Palma aspira a ser California aunque no nos lo digan claramente. Se intentó con la embajada de Michael Douglas y su desembarco de actores de Hollywood pero sus diversos calentones y sus apretones de mano con Jaume Matas le convirtieron en personaje sospechoso. Nos costó un riñón. Recuerden.

Ahora que somos pobretones por culpa de la crisis financiera que es como decir que la culpa de que a Caperucita se la comiera el lobo la tenía ella por ir provocándole, y de los lobos, éstos sí, que robaron con total impunidad, nuestra manera de ser California la dejamos en manos de los de a pie. El común siempre se mueve por una lógica aplastante.

Una ciudad que ve cómo sus visitantes se las gastan en bermudas y camiseta para ir de visita a su mejor arquitectura, bien puede hacer del asfalto su mejor mar para buscarle su ola. Un hombre avanza semidesnudo de cintura para arriba por la calle. Agarra con fuerza su tabla de surf. De cintura para abajo, una toalla le ciñe como si fuera una sábana santa. El cabello largo, visto de espaldas, le da semblante de californiano, esos de abdomen de pastilla. Ni chancletas calza. Anda descalzo por el mar de una calle como si fuera un Cristo.

El surf tiene detrás una filosofía que sustenta ese ejercicio de búsqueda de equilibrio con escasos medios. Es la belleza con economía de recursos: el ser humano subido a una tabla desafiando los elementos que tiene en su contra. Es, también, un ejercicio de espera, lleno de incertidumbres, con una duración efímera y a la vez una compensación máxima. Es una lección de humildad según como se mire porque los surfistas suelen estar más tiempo en el agua que sobre la tabla, es decir, se caen a menudo, pero se vuelven a levantar porque en eso consiste el deporte, el juego. Si me apuran, la vida.
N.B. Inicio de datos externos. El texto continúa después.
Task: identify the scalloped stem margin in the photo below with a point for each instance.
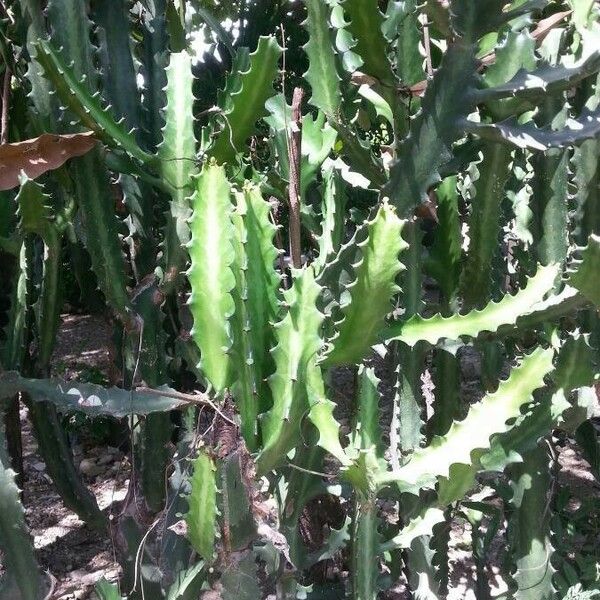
(484, 419)
(491, 318)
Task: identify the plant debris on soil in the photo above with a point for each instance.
(76, 557)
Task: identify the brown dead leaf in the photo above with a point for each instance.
(44, 153)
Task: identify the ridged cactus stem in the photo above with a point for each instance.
(15, 542)
(529, 528)
(365, 549)
(365, 520)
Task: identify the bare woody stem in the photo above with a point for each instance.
(294, 151)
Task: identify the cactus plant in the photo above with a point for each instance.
(441, 151)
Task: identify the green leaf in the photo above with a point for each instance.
(240, 580)
(585, 278)
(333, 213)
(468, 439)
(365, 25)
(201, 517)
(484, 224)
(188, 584)
(92, 187)
(318, 139)
(547, 78)
(246, 104)
(490, 318)
(576, 131)
(371, 292)
(322, 75)
(91, 399)
(210, 275)
(113, 31)
(444, 260)
(36, 217)
(15, 541)
(256, 307)
(107, 590)
(86, 106)
(12, 349)
(177, 153)
(298, 342)
(529, 528)
(70, 30)
(447, 102)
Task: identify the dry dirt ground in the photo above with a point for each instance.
(77, 557)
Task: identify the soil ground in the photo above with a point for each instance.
(77, 557)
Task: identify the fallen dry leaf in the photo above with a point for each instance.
(44, 153)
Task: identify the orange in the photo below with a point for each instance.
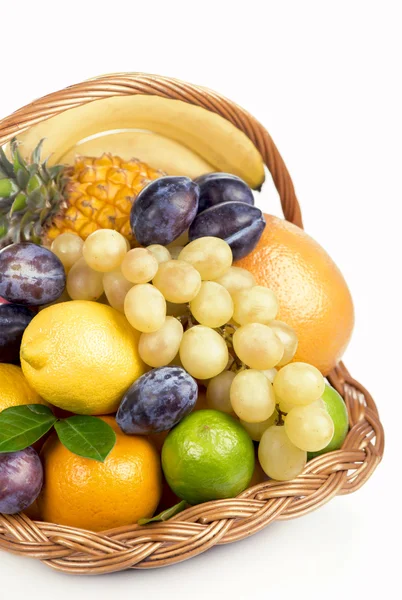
(92, 495)
(313, 296)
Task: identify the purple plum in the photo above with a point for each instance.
(157, 401)
(216, 188)
(164, 210)
(30, 275)
(239, 224)
(13, 321)
(21, 480)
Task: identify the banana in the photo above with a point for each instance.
(198, 140)
(156, 150)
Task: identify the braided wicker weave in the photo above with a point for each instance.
(197, 529)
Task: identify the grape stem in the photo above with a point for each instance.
(280, 420)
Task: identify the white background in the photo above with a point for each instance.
(324, 78)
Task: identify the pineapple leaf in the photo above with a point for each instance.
(3, 229)
(7, 188)
(55, 171)
(19, 203)
(22, 178)
(34, 183)
(5, 165)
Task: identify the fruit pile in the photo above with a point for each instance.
(184, 352)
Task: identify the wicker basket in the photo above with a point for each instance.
(201, 527)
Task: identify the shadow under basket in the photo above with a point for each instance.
(220, 522)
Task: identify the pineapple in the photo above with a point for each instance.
(38, 203)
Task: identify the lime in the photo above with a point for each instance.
(337, 411)
(208, 456)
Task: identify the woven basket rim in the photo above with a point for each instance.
(198, 528)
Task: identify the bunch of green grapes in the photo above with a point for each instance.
(193, 308)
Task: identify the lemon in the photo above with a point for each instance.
(81, 356)
(14, 388)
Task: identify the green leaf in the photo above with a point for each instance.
(19, 203)
(86, 436)
(22, 426)
(166, 514)
(7, 188)
(6, 165)
(33, 183)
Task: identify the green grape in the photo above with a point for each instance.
(211, 256)
(255, 430)
(68, 248)
(159, 348)
(288, 337)
(257, 346)
(116, 287)
(218, 392)
(203, 352)
(178, 281)
(139, 266)
(213, 305)
(255, 305)
(279, 458)
(145, 308)
(299, 383)
(270, 374)
(83, 283)
(104, 250)
(252, 396)
(236, 279)
(161, 253)
(309, 427)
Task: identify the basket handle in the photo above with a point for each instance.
(126, 84)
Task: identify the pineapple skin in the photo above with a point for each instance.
(99, 194)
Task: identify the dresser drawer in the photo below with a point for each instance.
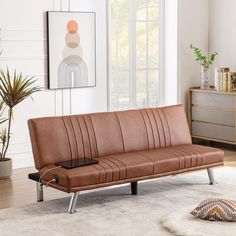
(213, 99)
(213, 131)
(213, 115)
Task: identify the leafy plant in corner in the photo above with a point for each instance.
(203, 60)
(13, 90)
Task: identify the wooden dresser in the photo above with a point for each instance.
(212, 115)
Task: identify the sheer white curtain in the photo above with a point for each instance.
(135, 44)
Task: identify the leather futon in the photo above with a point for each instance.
(129, 145)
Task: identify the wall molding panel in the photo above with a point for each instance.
(24, 45)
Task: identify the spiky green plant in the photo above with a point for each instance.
(204, 60)
(13, 90)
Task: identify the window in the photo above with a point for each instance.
(134, 53)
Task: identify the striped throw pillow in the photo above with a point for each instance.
(216, 210)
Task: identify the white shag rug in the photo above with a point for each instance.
(161, 208)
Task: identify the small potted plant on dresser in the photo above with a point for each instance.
(13, 90)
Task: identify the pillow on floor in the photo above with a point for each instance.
(216, 210)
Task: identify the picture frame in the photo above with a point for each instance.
(71, 49)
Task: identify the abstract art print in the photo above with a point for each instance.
(71, 49)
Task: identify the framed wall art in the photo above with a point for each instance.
(71, 49)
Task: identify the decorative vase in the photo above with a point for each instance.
(205, 81)
(5, 169)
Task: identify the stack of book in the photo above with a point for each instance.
(225, 80)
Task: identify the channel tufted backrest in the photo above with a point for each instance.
(56, 139)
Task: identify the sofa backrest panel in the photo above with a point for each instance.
(62, 138)
(108, 133)
(134, 133)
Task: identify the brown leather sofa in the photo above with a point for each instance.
(130, 146)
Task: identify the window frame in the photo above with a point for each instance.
(132, 56)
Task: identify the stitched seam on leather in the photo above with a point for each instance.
(99, 172)
(95, 138)
(183, 155)
(120, 131)
(73, 131)
(112, 168)
(104, 171)
(149, 159)
(162, 126)
(177, 154)
(195, 153)
(156, 127)
(82, 138)
(122, 164)
(67, 137)
(167, 125)
(116, 166)
(151, 128)
(202, 155)
(102, 161)
(90, 149)
(146, 128)
(189, 154)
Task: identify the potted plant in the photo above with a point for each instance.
(13, 90)
(205, 63)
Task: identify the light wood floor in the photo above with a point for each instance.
(19, 190)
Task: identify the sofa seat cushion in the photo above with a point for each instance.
(135, 164)
(109, 169)
(182, 157)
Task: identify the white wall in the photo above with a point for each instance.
(23, 40)
(170, 52)
(192, 28)
(222, 37)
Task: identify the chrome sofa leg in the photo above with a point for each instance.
(39, 192)
(211, 175)
(73, 201)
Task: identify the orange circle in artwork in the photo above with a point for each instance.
(72, 26)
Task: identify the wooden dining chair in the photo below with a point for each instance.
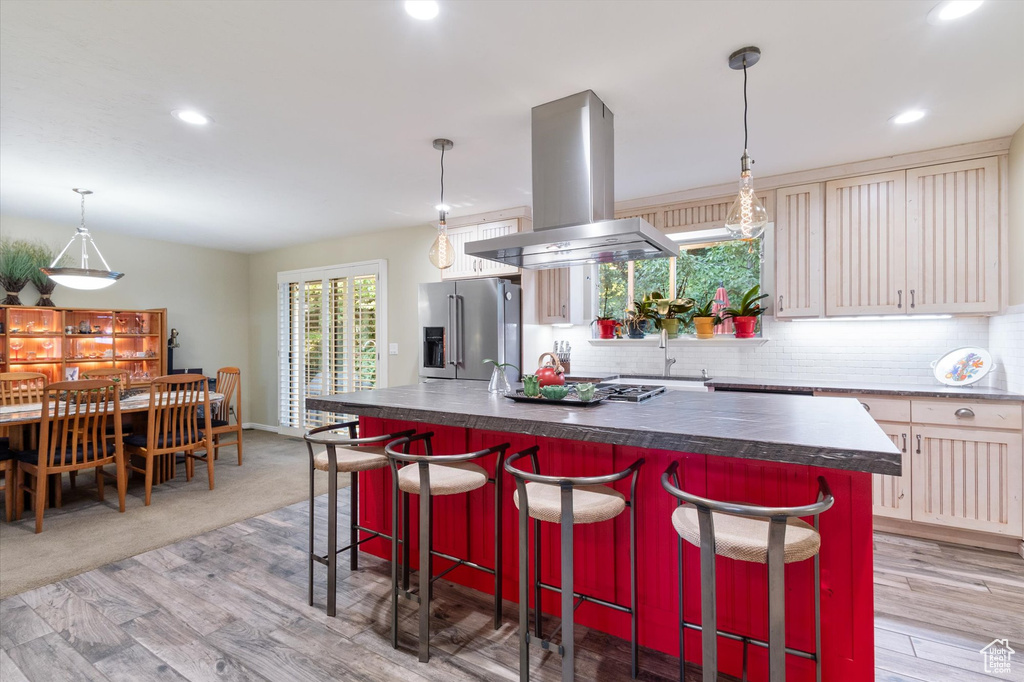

Ver a un surfista en plena ciudad, caminando por el asfalto de Palma como si fuera una playa del Pacífico es aceptar que vivimos en ciudad todo es posible, que de buenas a primeras podemos ser un California dreaming, que el aliño informal no es censurado en una normativa con muchos altibajos, tantos como la cresta de esa ola que nos hace sentirnos pequeños dioses. Dioses de asfalto.